Alexander Dugin (L) is interviewed by Tucker Carlson.

Dugin doesn’t traffic explicitly in antisemitic conceits but rather alludes to the “Protocols” when he claims what’s responsible for the suffering of young Americans is Western liberalism — i.e., the camouflage, according to the “Protocols,” the Jews hid behind to destabilize Russia. The answer to Western malaise, according to Dugin, is to embrace the Russian Orthodox Church, a traditional petri dish of antisemitism, and promote “multipolarity” — the foreign policy thesis holding that America must share power with its adversaries, China and Russia.
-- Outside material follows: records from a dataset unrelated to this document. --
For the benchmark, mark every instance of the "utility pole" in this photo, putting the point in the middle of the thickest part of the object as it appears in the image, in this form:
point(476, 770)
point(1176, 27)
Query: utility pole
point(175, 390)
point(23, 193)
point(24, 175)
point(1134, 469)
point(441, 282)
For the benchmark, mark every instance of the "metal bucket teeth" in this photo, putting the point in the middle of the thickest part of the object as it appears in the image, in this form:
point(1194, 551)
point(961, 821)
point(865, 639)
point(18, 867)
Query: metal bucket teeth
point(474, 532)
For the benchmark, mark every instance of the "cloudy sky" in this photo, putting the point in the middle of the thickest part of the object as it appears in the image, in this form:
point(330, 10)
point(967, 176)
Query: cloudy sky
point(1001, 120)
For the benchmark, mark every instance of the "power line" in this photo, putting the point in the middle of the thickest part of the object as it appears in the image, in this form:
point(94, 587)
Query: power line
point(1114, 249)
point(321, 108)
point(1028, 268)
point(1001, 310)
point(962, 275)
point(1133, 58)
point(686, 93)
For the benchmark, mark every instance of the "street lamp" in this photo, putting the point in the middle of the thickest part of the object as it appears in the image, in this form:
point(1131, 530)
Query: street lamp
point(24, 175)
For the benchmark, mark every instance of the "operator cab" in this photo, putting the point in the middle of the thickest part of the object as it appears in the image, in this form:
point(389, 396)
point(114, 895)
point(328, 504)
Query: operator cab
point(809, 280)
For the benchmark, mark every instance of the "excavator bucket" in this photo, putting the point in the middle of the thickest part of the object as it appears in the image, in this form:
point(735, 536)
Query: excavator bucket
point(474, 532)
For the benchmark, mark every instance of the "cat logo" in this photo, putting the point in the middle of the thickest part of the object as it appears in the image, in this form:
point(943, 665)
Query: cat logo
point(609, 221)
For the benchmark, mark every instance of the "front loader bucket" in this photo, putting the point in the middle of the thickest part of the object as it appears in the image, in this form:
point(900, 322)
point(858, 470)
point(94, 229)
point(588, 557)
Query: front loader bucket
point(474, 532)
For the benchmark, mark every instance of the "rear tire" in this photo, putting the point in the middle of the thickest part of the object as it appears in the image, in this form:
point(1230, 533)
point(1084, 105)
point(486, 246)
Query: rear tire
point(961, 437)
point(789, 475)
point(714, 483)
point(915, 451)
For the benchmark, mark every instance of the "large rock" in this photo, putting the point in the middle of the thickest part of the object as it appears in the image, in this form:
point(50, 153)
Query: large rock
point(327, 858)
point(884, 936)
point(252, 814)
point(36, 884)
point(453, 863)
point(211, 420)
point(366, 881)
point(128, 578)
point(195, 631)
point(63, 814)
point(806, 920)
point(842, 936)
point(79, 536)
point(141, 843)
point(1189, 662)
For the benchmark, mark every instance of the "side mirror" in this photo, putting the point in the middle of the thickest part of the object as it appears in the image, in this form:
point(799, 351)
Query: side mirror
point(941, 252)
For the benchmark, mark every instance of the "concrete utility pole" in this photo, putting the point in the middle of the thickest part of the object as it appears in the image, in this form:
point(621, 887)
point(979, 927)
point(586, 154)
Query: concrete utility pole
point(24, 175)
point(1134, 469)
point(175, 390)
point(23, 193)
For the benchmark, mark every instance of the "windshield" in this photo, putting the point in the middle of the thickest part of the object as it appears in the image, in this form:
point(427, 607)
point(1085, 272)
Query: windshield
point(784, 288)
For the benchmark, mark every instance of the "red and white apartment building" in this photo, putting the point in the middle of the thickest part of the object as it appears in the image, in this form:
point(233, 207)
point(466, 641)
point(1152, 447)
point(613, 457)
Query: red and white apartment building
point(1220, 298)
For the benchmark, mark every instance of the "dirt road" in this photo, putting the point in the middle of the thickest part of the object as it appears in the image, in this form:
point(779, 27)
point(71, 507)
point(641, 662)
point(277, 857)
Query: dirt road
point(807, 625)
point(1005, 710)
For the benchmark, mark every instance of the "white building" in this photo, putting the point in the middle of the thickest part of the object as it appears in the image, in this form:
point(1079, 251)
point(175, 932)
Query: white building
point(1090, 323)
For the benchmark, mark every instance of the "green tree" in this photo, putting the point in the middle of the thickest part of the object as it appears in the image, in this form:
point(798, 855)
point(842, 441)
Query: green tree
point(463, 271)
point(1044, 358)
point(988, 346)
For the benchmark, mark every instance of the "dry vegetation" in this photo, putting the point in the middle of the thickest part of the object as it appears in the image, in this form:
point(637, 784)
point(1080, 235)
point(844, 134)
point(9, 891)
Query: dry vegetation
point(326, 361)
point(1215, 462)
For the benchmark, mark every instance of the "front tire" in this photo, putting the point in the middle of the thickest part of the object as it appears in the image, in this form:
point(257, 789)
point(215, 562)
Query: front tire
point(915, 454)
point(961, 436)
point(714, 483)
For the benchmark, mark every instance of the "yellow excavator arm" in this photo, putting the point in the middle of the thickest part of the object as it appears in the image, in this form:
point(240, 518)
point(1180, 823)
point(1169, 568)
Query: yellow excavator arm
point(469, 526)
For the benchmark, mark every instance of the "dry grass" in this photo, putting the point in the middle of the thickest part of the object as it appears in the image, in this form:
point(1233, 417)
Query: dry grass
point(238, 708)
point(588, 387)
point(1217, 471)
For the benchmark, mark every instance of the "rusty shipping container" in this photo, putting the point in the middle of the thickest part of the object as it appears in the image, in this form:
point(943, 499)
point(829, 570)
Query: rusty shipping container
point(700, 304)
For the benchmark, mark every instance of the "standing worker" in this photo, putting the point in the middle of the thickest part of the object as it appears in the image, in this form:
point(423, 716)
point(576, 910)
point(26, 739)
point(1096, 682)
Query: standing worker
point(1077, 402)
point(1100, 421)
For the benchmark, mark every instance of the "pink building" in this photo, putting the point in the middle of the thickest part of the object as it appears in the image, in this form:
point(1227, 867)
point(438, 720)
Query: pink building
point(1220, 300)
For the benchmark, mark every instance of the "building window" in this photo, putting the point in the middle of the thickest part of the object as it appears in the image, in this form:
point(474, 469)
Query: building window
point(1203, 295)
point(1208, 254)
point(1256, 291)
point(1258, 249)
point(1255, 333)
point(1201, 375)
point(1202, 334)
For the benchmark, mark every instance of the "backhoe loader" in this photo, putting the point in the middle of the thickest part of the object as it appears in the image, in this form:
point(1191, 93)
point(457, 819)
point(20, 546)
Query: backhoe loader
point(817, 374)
In other words, Dugin’s campaign is specifically designed to get Americans to turn against their own country. To accelerate that goal, Dugin and the Russians promote the podcast antisemites — Carlson, Owens, Jones and the rest — as an instrument to sow division and destabilize America through the same political warfare tactics they’ve mastered over the last century.

What makes it especially disturbing isn’t just that this digitally turbo-charged campaign of antisemitism reaches a global audience with an immediacy that 19th-century Russian spy services could have only dreamed of. No, the bigger concern is that the Russians are gambling that at long last they’ll succeed in using antisemitism to set their rival America on fire.